Jetti Resources: Catalytic
Change in Copper
Hydrometallurgy is typically used for
extracting gold and battery metals like
lithium and cobalt, as well as other minerals.
It is also used predominantly for
copper extraction, where pyrometallurgical
methods are challenged by lower
grades, high energy use and high capital
investment requirements.
Copper, although less exotic than other
metals used in electrification, is by volume
the one metal upon which electrification
depends, due to its conductive properties
and lack of potential substitutes.
Colorado-headquartered technology
company, Jetti Resources, estimates
that 70% of the world’s copper resources
— worth more than $20 trillion — are
tied up in primary sulphide ores, which
are uneconomic to extract using traditional
solvent extraction-electrowinning
(SX-EW) methods.
For copper in particular, the industry faces significant challenges in supplying these minerals in sufficient quantities and in a sustainable manner. Issues such as declining ore grades, mine footprint, emissions and water usage are becoming increasingly acute. “Hydrometallurgy can be instrumental in solving these challenges,” Mora said. “According to Wood Mackenzie, leaching uses three to four times less water and around four times less electricity than pyrometallurgy. The use of leaching technologies also reduces the amount of transport required to move large volumes of concentrate to smelters, which are often in China, and the greenhouse gas (GHG) emissions related to the smelting process.

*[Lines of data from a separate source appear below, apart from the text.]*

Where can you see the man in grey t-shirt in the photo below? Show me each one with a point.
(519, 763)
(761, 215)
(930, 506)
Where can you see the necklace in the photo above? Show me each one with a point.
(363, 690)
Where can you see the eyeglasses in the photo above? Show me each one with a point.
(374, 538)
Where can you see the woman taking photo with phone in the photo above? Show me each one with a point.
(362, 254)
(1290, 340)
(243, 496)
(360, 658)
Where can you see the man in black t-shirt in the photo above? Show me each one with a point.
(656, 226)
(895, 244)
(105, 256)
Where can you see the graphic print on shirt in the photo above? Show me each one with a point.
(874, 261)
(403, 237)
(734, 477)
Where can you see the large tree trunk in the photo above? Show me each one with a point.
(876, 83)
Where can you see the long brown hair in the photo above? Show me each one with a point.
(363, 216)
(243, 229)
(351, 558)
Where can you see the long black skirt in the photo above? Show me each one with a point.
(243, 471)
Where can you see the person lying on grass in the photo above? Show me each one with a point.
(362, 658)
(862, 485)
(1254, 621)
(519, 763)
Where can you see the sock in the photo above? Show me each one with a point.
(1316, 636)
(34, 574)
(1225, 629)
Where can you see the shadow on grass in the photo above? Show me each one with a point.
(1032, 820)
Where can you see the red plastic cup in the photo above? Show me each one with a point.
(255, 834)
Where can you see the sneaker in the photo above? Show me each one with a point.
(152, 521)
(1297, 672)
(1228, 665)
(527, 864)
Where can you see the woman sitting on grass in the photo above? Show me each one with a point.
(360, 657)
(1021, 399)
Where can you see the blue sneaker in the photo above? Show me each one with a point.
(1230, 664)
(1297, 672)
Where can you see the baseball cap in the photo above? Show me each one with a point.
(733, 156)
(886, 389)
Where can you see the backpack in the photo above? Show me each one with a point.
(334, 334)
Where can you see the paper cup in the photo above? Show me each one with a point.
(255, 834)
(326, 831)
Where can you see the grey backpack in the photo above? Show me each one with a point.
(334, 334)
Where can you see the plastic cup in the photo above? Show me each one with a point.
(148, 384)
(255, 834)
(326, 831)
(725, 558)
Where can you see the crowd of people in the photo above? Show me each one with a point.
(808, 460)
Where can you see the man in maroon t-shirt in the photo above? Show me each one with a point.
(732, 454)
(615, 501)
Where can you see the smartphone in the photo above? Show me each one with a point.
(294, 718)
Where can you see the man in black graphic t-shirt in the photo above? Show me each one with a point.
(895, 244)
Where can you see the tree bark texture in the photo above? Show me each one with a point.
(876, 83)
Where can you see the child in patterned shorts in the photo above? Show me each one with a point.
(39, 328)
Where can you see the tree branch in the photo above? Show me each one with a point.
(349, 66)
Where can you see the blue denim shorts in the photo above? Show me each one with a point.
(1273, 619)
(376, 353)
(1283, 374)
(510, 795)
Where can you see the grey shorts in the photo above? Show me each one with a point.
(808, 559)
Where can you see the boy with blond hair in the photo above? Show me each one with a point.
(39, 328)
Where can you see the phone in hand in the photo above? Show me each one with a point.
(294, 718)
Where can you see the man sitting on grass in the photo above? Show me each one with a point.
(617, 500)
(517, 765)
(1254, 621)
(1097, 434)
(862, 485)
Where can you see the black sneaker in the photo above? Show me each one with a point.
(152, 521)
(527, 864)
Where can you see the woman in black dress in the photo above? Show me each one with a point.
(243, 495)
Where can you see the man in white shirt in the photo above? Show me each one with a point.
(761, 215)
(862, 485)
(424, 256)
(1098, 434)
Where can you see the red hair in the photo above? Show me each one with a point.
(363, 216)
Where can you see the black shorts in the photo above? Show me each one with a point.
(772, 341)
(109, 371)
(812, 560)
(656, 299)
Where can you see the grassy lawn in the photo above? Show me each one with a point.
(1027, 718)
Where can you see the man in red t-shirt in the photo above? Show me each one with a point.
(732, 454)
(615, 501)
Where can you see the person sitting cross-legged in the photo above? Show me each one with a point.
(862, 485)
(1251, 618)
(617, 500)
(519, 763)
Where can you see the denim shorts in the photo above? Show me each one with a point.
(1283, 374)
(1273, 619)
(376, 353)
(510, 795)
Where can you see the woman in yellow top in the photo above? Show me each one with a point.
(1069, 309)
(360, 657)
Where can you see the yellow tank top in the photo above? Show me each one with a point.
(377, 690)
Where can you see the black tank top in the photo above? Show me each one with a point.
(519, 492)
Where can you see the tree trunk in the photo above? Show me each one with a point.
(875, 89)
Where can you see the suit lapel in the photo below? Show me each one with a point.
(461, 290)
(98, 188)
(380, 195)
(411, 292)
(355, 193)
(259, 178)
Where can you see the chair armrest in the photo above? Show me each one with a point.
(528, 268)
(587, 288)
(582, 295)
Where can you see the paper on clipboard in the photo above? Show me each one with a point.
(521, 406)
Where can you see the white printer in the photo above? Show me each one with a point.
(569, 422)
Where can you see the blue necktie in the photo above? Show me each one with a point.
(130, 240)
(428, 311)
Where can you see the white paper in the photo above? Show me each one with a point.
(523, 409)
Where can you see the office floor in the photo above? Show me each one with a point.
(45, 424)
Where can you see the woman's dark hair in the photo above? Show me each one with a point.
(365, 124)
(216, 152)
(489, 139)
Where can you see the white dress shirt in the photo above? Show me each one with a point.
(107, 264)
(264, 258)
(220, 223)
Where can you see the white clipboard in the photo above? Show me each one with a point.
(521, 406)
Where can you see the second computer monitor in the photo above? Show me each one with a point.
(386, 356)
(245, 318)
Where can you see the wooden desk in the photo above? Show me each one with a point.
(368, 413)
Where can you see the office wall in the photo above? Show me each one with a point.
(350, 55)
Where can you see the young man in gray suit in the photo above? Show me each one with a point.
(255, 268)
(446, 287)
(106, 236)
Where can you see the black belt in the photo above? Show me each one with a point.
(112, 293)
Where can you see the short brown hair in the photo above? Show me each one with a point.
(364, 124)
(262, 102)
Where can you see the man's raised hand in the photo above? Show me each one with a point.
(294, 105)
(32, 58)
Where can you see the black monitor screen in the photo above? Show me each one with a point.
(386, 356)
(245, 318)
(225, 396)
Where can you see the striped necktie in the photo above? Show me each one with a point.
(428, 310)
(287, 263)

“Furthermore, when technologies such as Jetti’s are integrated with existing leach systems, waste materials can be transformed into valuable resources, increasing mine life and reducing mine footprint. Hydrometallurgy can help to provide a greater and sustainable supply of battery metals, therefore enabling the transition to an electrified low-carbon economy.”
Previous efforts to solve the sulphide leaching problem have typically focused on using very energy-intensive processes, such as subjecting the ores to high temperatures or crushing them very finely. By doing so, the copper might be extracted rapidly, before the passivation layer forms. However, these processes are expensive and uneconomic at scale. Other alternatives require massive capital investment to prove out a solution.
Jetti’s patented catalysts disrupt the sulphur-metal bonds within the mineral, allowing copper extraction to take place unimpeded. “Our technology was developed through years of research with partners at the University of British Columbia,” Mora explained. “It uses a proprietary catalyst that enhances yields from heap leaching of chalcopyrite. The technology integrates seamlessly with process flow sheets at existing operations, which means utilizing the technology requires low capital and operating expenditure.”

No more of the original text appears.